Le Charles-de-Gaulle se trouve actuellement en mer Méditerranée, à l’Elysée.
Parmi les moyens navals que la France maintient dans la zone figurent deux chasseurs de mines tripartites, qui pourraient être mobilisés dans le cadre d’une action internationale de sécurisation de la navigation dans le détroit d’Ormuz proposé par la France.
« Accompagnés de deux frégates et d’un avion de patrouille maritime, ces moyens sont prêts à contribuer, avec nos partenaires, à la pleine reprise de la navigation et à garantir la sécurité du trafic dans le détroit d’Ormuz », a déclaré Emmanuel Macron.
« La France reste pleinement mobilisée et continue d’ajuster ses moyens en fonction de l’évolution de la situation et des besoins de sécurité dans la région », a assuré le président, qui s’est entretenu cette semaine notamment avec le sultan d’Oman Haïtham ben Tariq.
A cette occasion, les deux pays ont convenu de mener des « opérations de déminage conjointes » dans le détroit d’Ormuz, selon une déclaration franco-omanaise publiée au numéro de leurs entretiens à Paris.
Dans la soirée, Emmanuel Macron et le Premier ministre britannique Keir Starmer ont publié une déclaration conjointe indiquant que « le sultanat d’Oman a accepté de travailler avec la France et le Royaume-Uni pour garantir que ses eaux territoriales souveraines soient sûres pour la navigation ».
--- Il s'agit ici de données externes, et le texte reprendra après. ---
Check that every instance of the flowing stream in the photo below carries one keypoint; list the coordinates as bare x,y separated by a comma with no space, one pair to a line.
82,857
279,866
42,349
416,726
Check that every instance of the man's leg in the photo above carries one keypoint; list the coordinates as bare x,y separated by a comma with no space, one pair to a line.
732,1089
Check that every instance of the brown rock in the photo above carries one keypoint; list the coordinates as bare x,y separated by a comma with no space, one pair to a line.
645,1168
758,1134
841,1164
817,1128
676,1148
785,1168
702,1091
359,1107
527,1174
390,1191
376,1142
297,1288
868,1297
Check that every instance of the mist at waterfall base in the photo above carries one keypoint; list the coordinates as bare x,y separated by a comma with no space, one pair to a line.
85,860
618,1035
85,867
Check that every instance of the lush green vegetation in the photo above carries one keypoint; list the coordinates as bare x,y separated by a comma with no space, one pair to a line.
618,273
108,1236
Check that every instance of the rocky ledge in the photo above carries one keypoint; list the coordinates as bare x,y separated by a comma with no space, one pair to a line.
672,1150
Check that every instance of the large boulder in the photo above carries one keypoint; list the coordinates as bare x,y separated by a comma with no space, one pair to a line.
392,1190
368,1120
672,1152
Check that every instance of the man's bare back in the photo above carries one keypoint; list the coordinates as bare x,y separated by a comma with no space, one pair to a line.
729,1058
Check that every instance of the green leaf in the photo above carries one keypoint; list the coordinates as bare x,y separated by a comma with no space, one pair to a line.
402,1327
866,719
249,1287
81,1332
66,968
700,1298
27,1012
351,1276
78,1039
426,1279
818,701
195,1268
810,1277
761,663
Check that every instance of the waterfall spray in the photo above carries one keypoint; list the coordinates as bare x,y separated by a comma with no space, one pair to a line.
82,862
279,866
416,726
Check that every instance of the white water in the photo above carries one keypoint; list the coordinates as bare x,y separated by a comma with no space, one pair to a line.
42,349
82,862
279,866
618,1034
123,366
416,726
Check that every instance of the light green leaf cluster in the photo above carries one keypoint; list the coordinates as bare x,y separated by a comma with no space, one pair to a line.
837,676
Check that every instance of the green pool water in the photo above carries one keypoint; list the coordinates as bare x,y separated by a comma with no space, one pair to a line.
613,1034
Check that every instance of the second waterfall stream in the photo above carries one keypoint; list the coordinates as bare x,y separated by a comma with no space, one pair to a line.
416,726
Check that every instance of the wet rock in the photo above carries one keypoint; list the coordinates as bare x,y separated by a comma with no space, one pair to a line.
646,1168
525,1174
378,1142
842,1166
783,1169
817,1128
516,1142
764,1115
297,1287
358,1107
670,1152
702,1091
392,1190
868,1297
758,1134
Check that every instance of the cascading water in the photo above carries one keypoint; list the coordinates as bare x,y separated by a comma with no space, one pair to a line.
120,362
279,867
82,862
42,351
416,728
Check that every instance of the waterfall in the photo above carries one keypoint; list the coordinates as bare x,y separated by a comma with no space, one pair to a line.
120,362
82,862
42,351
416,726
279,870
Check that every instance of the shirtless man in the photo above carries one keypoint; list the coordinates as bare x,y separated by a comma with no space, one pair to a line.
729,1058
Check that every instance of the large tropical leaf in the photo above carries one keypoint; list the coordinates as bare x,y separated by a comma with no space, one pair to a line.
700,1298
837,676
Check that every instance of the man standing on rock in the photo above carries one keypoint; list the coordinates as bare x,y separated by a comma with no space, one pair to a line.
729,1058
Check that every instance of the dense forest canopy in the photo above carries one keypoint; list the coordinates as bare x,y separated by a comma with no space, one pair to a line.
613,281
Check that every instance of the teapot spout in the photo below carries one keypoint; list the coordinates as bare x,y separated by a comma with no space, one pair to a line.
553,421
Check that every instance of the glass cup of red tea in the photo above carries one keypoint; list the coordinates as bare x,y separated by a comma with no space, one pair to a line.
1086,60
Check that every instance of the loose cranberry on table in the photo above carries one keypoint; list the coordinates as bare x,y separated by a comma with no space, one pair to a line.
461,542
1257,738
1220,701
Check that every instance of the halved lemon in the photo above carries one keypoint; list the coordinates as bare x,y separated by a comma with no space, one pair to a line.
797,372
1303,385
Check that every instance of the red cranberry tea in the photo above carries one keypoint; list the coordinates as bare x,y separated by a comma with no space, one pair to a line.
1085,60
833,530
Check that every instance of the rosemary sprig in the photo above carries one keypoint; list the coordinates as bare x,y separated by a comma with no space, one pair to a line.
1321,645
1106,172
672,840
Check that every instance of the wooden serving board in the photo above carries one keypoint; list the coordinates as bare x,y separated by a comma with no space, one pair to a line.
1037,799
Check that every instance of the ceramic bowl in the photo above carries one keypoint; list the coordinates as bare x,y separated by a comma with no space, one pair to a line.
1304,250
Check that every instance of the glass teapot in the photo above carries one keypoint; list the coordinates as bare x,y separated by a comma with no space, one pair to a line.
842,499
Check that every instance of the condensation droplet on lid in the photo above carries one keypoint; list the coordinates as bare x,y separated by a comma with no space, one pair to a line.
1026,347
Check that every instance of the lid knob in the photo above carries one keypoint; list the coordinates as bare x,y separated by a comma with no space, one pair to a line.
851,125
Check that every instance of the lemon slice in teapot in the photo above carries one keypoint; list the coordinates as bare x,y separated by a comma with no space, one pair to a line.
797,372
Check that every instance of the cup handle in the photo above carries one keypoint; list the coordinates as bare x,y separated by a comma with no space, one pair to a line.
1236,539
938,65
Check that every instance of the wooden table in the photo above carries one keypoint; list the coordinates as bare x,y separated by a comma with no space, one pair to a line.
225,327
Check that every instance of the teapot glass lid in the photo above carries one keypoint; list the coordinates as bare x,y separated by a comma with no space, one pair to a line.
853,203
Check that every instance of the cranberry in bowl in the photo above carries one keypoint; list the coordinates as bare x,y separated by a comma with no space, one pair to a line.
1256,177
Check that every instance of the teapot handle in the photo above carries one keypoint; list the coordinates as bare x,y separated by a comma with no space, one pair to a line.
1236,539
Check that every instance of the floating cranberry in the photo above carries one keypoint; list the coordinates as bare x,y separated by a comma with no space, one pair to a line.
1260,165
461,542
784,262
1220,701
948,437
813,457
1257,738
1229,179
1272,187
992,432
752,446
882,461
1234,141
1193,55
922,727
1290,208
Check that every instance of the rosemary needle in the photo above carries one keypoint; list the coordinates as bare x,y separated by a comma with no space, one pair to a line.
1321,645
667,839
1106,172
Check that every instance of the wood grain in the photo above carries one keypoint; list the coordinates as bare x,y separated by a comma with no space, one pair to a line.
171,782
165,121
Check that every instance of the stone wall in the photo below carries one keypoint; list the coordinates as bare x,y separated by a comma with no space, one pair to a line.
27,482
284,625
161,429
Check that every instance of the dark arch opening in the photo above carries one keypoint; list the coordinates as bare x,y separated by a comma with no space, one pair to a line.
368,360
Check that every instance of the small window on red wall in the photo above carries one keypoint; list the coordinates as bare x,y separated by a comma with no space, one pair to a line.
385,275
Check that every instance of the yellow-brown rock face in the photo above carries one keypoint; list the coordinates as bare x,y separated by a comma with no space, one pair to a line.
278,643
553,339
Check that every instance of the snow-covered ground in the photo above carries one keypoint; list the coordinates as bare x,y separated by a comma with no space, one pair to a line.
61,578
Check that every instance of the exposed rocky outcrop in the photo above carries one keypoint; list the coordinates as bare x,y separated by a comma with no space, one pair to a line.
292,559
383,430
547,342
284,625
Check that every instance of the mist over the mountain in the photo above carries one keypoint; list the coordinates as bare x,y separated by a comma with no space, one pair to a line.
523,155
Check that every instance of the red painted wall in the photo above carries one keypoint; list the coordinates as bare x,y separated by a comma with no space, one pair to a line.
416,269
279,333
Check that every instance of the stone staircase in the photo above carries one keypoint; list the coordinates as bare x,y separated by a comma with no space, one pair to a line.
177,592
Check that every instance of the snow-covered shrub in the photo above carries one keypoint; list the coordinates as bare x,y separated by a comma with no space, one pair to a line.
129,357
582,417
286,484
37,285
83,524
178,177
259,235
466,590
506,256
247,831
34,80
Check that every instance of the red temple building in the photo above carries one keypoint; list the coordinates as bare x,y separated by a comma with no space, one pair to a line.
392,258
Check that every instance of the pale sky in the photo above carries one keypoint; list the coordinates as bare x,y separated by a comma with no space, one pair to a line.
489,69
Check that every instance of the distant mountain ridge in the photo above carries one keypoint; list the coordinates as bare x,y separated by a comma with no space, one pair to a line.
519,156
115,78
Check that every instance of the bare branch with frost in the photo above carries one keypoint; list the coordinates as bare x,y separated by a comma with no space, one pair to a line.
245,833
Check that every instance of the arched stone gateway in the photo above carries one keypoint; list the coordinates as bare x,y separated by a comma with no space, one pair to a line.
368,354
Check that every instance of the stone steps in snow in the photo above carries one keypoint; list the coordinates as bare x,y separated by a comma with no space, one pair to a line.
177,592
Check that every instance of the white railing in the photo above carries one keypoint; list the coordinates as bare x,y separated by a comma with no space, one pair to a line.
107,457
« La France et le Royaume-Uni se préparent également à déployer la mission militaire multinationale plus large pour soutenir la liberté de navigation dans le détroit d’Ormuz », ont-ils indiqué.
Dans le cadre de sa riposte aux attaques des Etats-Unis et d’Israël fin, l’Iran a bloqué la circulation maritime dans le détroit d’Ormuz par où transite notamment d’importants flux pétroliers, provoquant une hausse des cours, des tensions et des crises d’approvisionnement ponctuelles dans différents pays du monde.
Depuis la signature d’un protocole d’accord le 17 juin après médiation pakistanaise et qatarie, Washington et Téhéran sont engagés dans des négociations censées durer 60 jours, un délai renouvelable, avec pour objectif de mettre un terme durable à la guerre au Moyen-Orient.